Note that, as soon as any user code is executed, the entire python runtime becomes untrustworthy. Consequently, benchmark results are not returned to python, but instead written to a file. The name of this file is passed as an argument to the benchmarking function, and the file is unlinked before the user code is called, making it impossible to reopen this file. The do_bench_isolated function is designed to streamline this process: It automates creating the temporary file, spawning a new python process to handle benchmarking and reading the results back into python (the original, untainted process).

Thus, the library provides two main interfaces to benchmarking: do_bench_impl runs benchmarking directly in the current process, do_bench_isolated runs it in a separate process and automaticallly handles I/O through a temporary file.

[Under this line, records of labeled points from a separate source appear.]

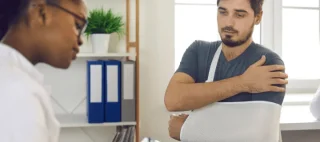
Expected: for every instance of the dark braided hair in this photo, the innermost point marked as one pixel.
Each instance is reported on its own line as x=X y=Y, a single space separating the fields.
x=11 y=12
x=256 y=5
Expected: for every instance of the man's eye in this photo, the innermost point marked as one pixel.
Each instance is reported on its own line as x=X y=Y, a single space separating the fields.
x=240 y=15
x=78 y=26
x=223 y=12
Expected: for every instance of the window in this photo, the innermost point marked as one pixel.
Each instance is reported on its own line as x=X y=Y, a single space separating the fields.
x=196 y=20
x=297 y=41
x=289 y=27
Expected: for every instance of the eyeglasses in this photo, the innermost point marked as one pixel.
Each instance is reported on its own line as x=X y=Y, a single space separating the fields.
x=81 y=28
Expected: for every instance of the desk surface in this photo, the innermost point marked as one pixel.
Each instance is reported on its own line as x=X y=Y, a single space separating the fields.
x=298 y=117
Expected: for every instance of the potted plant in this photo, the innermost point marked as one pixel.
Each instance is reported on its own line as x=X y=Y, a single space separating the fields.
x=101 y=24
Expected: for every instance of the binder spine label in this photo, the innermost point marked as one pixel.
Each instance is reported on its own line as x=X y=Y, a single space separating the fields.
x=112 y=83
x=95 y=83
x=128 y=81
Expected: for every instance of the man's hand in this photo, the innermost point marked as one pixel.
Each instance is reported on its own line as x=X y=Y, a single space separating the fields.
x=258 y=78
x=175 y=125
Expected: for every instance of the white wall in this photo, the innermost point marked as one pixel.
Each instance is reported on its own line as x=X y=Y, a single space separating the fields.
x=156 y=68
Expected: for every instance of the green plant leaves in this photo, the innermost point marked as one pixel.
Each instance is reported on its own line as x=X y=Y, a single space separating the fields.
x=104 y=22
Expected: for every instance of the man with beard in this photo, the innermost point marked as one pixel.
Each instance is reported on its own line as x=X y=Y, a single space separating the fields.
x=245 y=71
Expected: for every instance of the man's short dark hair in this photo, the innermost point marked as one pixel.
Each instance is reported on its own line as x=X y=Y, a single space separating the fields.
x=256 y=5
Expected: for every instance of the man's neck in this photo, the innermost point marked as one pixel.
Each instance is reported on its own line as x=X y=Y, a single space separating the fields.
x=18 y=41
x=233 y=52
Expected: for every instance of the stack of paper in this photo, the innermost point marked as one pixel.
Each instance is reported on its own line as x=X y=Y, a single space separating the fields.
x=254 y=121
x=125 y=134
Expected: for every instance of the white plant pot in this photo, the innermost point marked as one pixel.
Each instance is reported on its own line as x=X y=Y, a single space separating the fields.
x=100 y=43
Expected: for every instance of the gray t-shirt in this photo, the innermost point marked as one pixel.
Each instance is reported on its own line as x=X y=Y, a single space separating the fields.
x=197 y=59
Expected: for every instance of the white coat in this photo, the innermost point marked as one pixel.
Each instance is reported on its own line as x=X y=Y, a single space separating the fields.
x=26 y=113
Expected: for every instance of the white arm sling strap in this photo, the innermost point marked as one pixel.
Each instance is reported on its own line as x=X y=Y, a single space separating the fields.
x=254 y=121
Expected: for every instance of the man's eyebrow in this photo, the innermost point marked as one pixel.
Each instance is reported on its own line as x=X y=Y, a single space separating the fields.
x=240 y=10
x=222 y=8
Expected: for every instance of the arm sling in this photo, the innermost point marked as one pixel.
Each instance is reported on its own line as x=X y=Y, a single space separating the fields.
x=251 y=121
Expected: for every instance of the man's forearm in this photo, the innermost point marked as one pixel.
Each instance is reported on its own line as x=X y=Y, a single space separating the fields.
x=189 y=96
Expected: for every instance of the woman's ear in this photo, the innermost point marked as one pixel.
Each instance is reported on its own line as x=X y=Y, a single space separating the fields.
x=37 y=13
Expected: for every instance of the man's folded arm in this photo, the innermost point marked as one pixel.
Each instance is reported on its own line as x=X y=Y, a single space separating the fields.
x=184 y=94
x=275 y=97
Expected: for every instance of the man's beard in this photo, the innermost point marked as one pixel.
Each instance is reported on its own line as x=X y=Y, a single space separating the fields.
x=231 y=43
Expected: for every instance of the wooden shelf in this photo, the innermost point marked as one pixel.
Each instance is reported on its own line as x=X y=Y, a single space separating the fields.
x=88 y=55
x=80 y=120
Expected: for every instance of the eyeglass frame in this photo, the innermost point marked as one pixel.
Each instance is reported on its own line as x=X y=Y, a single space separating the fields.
x=85 y=21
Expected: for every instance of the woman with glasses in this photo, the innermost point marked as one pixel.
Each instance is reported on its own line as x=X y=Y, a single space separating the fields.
x=32 y=32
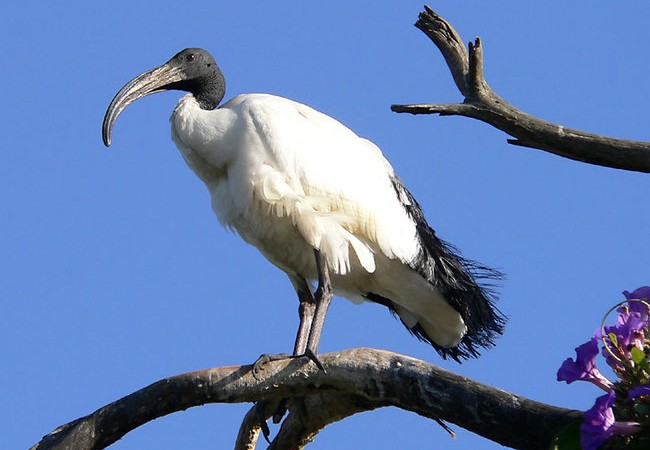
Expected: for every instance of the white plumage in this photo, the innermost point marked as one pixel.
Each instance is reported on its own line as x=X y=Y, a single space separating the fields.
x=292 y=181
x=288 y=179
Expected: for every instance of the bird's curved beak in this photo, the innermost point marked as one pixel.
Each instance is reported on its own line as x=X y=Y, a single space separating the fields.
x=150 y=82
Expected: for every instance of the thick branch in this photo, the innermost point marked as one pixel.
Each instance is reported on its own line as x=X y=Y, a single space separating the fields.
x=482 y=103
x=367 y=378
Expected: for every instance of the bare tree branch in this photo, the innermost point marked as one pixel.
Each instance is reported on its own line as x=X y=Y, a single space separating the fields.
x=356 y=380
x=482 y=103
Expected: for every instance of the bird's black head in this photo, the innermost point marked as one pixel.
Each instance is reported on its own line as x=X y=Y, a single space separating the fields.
x=192 y=70
x=200 y=75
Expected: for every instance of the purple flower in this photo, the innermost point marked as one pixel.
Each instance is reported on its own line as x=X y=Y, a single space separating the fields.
x=584 y=367
x=629 y=330
x=638 y=391
x=643 y=293
x=598 y=424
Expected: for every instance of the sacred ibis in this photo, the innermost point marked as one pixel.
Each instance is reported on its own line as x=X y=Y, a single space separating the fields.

Additional measures to mitigate benchmark cheating are that benchmark inputs are generated before any benchmark is run, but then moved to a GPU memory location unknown to torch (allocated directly with cudaMalloc in C++). Only before the actual kernel is launched do we copy the inputs back to their original locations. Problematically, this would put the inputs into L2 cache, which we want to avoid. This means that between the copy and the kernel launch, there has to be another kernel that clears the L2 cache, opening a window of opportunity for cheating. To minimize the duration of vulnerability, we put a small fraction of random canaries into the input data, that is, a subset of memory location contains wrong data. Only after L2 clearing do we fix up these values; this pulls them into L2 cache, but since they make up less than 1% of the total data, we consider this an acceptable tradeoff.

Similarly, after the kernel is finished, we directly launch the testing kernel with a programmatically-dependent launch, again to minimize the window of opportunity for cheating by writing results from a different stream. This could have a small effect on performance, as during the tail of the user kernel blocks of the test kernel are already put on the SMs and generate memory traffic. In the checking kernel, the order in which blocks are checked is randomized, so that it is not a viable strategy to only write the later blocks of the result from an unsynchronized stream.